Тогда происходит следующий диалог:
— Позвольте, — кричат из публики, — но мы же ее не слышали.
— Почему вы не слышали?
— Так мы же уходили.
— А почему уходили?
— Ой, он спрашивает, почему мы уходили! Так это же все знают! Так мы уходили на пожар…
— Какой пожар?
— Ой, посмотрите на него, он не знает, какой пожар! Конечно, у Мунделевича пожар. У Доди Мунделевича в аптекарском магазине, что за углом.
— Но зачем вы бегали на пожар?
Общий вопль потрясает старый барак:
— Ха!.. Зачем!.. Так вы-то еще поете, а Мунделевич уже сгорел. Так Мунделевич же не каждый день горит. А?.. Ясно?
Уступая темпераментным килийцам, я спел им еще раз «Песню о короле». Но перед этим не удержался и сказал:
— Хорошо. Я спою. И в последний раз… Слышишь, мальчик? А потом ты пойдешь туда, куда тебе так хочется…
О Ю. Морфесси
За границей, в эмиграции, было много наших русских актеров, но я не помню ни одного, который бы в искусстве двинулся вперед, оторвался бы от того, чему он выучился когда-то.
Мой приятель — Юра Морфесси — в свое время имел большой успех в Петербурге как исполнитель цыганских романсов. Но, попав в эмиграцию, он никак не мог сдвинуться с мертвой точки прошлого.
— Гони, ямщик!
— Ямщик, не гони лошадей!
— Песня ямщика!
— Ну быстрей летите, кони!
— Гай-да тройка!
— Эй, ямщик, гони-ка к Яру! и т. д.
— Юра, — говорил я ему, — слезай ты, ради Бога, с этих троек… Ведь их уже давно и в помине нет. Кругом асфальт. Снег в Москве убирают машины…

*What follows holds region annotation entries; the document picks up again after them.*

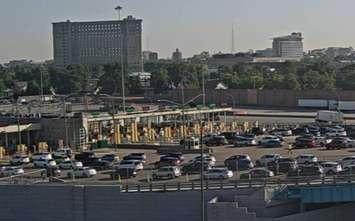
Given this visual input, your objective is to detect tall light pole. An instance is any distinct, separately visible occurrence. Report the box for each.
[115,6,126,112]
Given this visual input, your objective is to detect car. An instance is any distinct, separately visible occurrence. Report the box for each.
[325,139,347,150]
[155,156,181,168]
[240,168,275,179]
[110,168,138,180]
[255,154,281,167]
[267,157,298,174]
[233,136,257,147]
[339,156,355,168]
[153,166,181,180]
[270,128,292,137]
[224,155,254,171]
[58,160,83,170]
[287,165,324,178]
[259,136,280,145]
[31,152,53,161]
[41,166,62,177]
[10,154,30,165]
[192,154,216,166]
[33,159,57,168]
[261,140,283,148]
[218,132,238,144]
[165,152,185,162]
[52,148,72,158]
[206,136,229,146]
[74,151,97,166]
[67,167,97,178]
[203,167,233,180]
[320,161,343,175]
[114,160,143,170]
[293,136,317,148]
[295,154,318,164]
[0,166,25,177]
[100,154,120,163]
[181,161,212,174]
[123,153,147,163]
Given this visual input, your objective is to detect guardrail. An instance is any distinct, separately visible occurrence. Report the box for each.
[119,176,355,193]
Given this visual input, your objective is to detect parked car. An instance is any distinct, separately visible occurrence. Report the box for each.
[10,154,30,165]
[218,132,238,144]
[240,168,274,179]
[114,160,143,170]
[100,154,120,163]
[203,167,233,180]
[270,128,292,137]
[110,168,138,180]
[321,162,343,175]
[31,152,53,161]
[255,154,281,167]
[262,140,282,148]
[206,136,228,146]
[0,166,25,177]
[267,157,298,174]
[153,166,181,180]
[192,154,216,166]
[41,166,62,177]
[155,156,181,168]
[259,136,280,145]
[287,165,324,178]
[58,160,83,170]
[325,139,347,150]
[339,156,355,168]
[294,136,317,148]
[233,136,257,147]
[52,148,72,158]
[181,161,212,174]
[33,159,57,168]
[295,154,318,164]
[224,155,254,171]
[123,153,147,163]
[67,167,97,178]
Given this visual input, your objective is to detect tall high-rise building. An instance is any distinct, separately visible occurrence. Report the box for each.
[53,16,142,71]
[272,32,303,59]
[171,48,182,62]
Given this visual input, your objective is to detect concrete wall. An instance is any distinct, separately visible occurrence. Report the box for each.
[158,89,355,108]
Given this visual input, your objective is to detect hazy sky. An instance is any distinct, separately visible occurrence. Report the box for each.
[0,0,355,63]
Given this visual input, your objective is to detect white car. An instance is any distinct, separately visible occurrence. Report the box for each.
[321,162,343,175]
[67,167,97,178]
[58,160,83,170]
[192,154,216,166]
[255,154,281,166]
[114,160,143,170]
[153,166,181,179]
[10,154,30,165]
[339,156,355,168]
[33,159,57,168]
[203,167,233,180]
[31,153,53,161]
[52,148,72,158]
[259,136,280,145]
[296,154,318,164]
[0,167,25,177]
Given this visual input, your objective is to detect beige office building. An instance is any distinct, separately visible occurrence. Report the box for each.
[53,16,142,71]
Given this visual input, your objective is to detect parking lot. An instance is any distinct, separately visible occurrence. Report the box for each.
[4,136,355,185]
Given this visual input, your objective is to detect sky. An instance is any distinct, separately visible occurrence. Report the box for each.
[0,0,355,63]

Куда там! Он и слышать не хотел. И меня он откровенно презирал за мои песни, в которых, по его выражению, ни черта нельзя было понять. И ненавидел моих поклонников. В остальном мы с ним были как будто в неплохих отношениях. Я всегда по-товарищески устраивал и рекомендовал его в те места, где пел сам, и часто мы выступали в одном и том же учреждении. Как только во время своего выступления я открывал рот, он вставал и демонстративно выходил из зала. При нем нельзя было даже говорить о моем творчестве, а уж тем более хвалить меня. Помню, однажды в «Эрмитаж», где я пел, пришел Федор Иванович Шаляпин с инженером Махониным (который изобрел какой-то «карбурант» — нечто вроде синтетического бензина), богатым и неглупым человеком. Федор Иванович заказал себе солянку с расстегаями и ждал, пока ее приготовят. Увидев Шаляпина, я отчаянно перетрусил: петь в его присутствии у меня не хватило бы наглости — поэтому я убежал и спрятался, извините за выражение, в туалете. Каков же был мой ужас, когда открылась дверь и Федор Иванович громовым голосом сказал:
— А! Вот вы куда от меня спрятались! Нет, дорогой, дудки! Пожалуйте петь! Я из-за вас сюда приехал!
Юра стоял тут же и видел эту сцену. Он позеленел. А Федор Иванович бесцеремонно взял меня за руку и повел на эстраду. Что было делать? Пришлось петь.
Первой песней моей было «Письмо Есенина», «До свиданья, друг мой, до свиданья!», написанное в том году.
Шаляпин слушал и… вытирал слезы платком (клянусь вам, что это не актерское бахвальство, а чистая правда). Инженер Махонин сказал ему (так, что я слышал):
— Федор Иванович, солянка остынет.
Шаляпин отмахнулся от него и вдруг, совсем отодвинув стул от своего стола, попросил:
— Еще, дорогой. Пой еще!
Девять песен вместо положенных трех я спел ему в этот вечер. Солянку унесли подогревать. Потом я сидел с ним до закрытия, и с этого началась наша дружба с Федором Ивановичем, если я смею назвать это дружбой.
Юра не мог пережить этого и совсем не пел от злости в этот вечер. Он ушел домой, сославшись на расстройства желудка.